Anyone acquainted with Trump’s history of race-baiting might wonder why he would take pains to obfuscate the latest example. The answer is that his campaign against nonwhite immigration relies on the thin pretense that the law, economics, security or anything else besides ethnicity is at issue. Deploring legal immigration for no reason other than its origin threatens to expose his project as politically untenable bigotry.
Trump reportedly longed for immigration from Europe rather than “shithole countries” in Africa, the Caribbean and Central America when presented with a bipartisan agreement to restore Deferred Action for Childhood Arrivals, or DACA, President Barack Obama’s order protecting those brought to the country illegally as minors. Accounts by the Washington Post and others were confirmed in no uncertain terms by Sen. Dick Durbin, D-Ill. and, in essence, by Sen. Lindsey Graham, R-S.C., both of whom attended the Oval Office meeting.
The denials, by contrast, were worded all too carefully. Sens. Tom Cotton, R-Ark., and David Perdue, R-Ga., who were also present, said initially that they did “not recall the president saying these comments specifically” and later that he didn’t utter that particular obscenity. Trump Homeland Security Secretary Kirstjen Nielsen maintained that she didn’t “recall him saying that exact phrase.” Trump himself said his language at the meeting “was tough, but this was not the language used.” The delicate distinctions apparently at issue concerned whether Trump applied the vulgarity only to Africa or also to Haiti and El Salvador and, of even weightier diplomatic significance, whether he actually said “shithouse” or “shithole.”
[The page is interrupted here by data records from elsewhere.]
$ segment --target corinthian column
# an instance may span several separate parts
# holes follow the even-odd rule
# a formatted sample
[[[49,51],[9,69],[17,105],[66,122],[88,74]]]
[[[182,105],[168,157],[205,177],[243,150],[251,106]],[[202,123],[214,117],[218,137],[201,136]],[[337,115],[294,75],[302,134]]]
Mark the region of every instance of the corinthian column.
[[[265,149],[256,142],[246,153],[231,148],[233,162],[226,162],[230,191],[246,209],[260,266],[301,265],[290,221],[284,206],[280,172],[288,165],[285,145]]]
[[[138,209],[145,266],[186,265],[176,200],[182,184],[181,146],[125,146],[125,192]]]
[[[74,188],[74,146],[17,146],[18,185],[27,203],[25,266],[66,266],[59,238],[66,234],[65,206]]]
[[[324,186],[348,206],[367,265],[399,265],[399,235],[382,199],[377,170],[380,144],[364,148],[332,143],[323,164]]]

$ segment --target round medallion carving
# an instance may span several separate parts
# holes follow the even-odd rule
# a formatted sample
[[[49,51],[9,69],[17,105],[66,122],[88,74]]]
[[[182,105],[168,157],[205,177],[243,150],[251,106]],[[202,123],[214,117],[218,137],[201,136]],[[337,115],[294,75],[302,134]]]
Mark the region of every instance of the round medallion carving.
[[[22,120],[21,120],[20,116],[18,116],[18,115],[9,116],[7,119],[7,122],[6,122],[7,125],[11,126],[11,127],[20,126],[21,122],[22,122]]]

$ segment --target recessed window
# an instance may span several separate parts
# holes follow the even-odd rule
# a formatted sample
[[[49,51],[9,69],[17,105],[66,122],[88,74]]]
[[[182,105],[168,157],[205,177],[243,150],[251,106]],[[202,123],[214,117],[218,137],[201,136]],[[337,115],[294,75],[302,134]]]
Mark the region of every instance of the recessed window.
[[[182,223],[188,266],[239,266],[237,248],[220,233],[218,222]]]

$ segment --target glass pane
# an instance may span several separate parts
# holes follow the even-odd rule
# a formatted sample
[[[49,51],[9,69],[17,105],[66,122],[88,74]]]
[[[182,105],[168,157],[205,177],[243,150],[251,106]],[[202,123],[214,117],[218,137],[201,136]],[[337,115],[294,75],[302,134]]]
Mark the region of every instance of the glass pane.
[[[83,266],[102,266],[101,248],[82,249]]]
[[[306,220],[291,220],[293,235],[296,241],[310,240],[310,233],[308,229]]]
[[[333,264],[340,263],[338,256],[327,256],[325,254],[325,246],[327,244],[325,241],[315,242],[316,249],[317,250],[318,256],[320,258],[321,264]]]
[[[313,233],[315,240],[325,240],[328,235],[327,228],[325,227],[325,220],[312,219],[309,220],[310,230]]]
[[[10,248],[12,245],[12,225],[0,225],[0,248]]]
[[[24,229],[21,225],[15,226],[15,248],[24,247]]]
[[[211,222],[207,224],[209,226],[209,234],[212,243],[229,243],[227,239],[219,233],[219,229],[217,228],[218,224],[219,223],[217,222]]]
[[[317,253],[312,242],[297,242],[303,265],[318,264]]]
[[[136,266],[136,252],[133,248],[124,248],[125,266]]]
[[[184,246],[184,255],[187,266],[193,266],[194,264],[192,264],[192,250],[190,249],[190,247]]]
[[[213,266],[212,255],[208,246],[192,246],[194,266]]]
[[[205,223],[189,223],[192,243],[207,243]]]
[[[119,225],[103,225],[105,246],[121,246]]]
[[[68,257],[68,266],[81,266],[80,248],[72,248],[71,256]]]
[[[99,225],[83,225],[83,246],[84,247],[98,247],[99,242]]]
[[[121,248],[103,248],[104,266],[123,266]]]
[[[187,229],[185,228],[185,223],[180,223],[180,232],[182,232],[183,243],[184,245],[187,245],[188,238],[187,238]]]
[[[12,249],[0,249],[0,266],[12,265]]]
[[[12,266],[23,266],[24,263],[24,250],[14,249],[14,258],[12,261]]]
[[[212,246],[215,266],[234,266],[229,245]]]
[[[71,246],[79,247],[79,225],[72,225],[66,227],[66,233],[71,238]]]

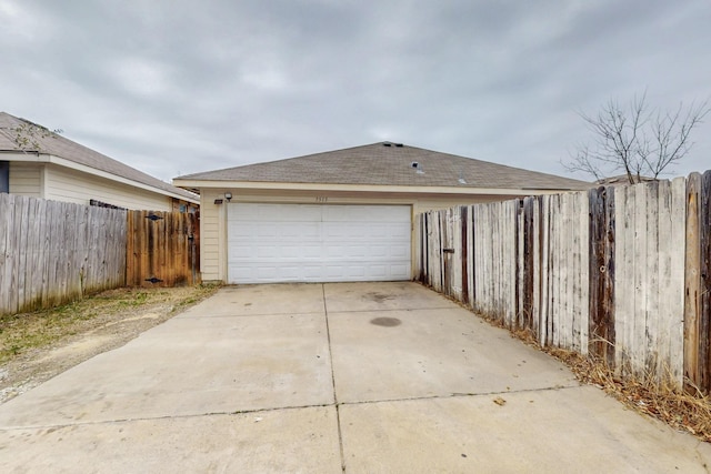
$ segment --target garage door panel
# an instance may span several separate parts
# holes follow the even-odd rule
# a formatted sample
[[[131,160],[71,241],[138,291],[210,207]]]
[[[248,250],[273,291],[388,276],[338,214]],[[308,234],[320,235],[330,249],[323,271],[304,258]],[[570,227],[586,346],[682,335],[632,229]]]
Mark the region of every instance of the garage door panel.
[[[228,204],[230,283],[410,279],[410,208]]]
No matter which excrementbased epithet the president applied to other people’s homelands, the trouble for him and his allies is not just that governments from Pretoria to Port-au-Prince are demanding an explanation. It’s that he plainly admitted — on the weekend set aside to honor the Rev. Martin Luther King Jr., no less — that this all comes down to sorting one color from another, a habit that is rooted deep in the president’s past and extends even to his prolific junk food consumption.
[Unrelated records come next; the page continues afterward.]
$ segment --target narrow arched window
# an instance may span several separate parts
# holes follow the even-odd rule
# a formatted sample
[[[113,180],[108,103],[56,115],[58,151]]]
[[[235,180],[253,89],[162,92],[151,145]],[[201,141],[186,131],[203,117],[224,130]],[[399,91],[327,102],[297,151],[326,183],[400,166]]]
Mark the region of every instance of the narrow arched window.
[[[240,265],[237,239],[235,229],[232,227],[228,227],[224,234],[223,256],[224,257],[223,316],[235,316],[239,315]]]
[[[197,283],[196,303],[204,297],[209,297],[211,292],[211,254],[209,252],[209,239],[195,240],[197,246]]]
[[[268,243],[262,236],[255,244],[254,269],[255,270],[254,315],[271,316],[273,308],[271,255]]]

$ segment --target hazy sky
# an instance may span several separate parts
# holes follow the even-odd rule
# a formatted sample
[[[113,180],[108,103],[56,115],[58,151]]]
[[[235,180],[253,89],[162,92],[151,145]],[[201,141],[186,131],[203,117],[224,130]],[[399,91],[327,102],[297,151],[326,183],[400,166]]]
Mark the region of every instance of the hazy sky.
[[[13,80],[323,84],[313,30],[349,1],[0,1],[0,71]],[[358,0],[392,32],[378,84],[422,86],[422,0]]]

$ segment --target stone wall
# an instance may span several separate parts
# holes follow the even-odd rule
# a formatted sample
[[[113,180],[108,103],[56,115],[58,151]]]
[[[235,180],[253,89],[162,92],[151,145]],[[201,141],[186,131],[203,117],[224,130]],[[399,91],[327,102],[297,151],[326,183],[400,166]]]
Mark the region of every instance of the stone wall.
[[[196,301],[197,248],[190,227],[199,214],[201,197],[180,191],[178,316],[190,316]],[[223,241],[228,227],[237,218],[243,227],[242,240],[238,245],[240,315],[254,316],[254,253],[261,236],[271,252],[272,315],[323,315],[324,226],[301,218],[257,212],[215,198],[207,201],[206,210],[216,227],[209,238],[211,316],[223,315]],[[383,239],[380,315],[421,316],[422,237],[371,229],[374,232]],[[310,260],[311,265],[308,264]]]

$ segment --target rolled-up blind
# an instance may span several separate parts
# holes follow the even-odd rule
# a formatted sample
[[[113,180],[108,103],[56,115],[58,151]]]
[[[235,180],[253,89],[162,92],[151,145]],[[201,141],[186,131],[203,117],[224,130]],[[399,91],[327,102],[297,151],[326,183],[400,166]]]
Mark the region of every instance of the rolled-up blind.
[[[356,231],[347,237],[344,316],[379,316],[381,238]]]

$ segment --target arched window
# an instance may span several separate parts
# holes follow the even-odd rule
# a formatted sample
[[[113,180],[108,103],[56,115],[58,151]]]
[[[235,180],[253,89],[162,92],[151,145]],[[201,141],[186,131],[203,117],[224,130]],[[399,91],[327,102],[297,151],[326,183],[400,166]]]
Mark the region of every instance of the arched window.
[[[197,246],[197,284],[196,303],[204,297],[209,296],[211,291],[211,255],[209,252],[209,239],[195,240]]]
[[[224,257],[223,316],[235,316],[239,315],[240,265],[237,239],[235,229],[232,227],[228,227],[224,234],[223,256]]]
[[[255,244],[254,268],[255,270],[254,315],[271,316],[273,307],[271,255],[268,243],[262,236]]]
That is why the president was compelled to wax Nixonian by proclaiming “I’m not a racist,” while blaming the all-but-powerless Democrats for failing to restore DACA. In fact, it was Trump who rescinded those protections and, rather than using those affected as hostages to push effectively complexionbased restrictions on legal immigration, could grant them relief if he wanted to with the stroke of a pen. His vulgar commentary is dogging him because it explains, in damning and unvarnished terms, why he won’t.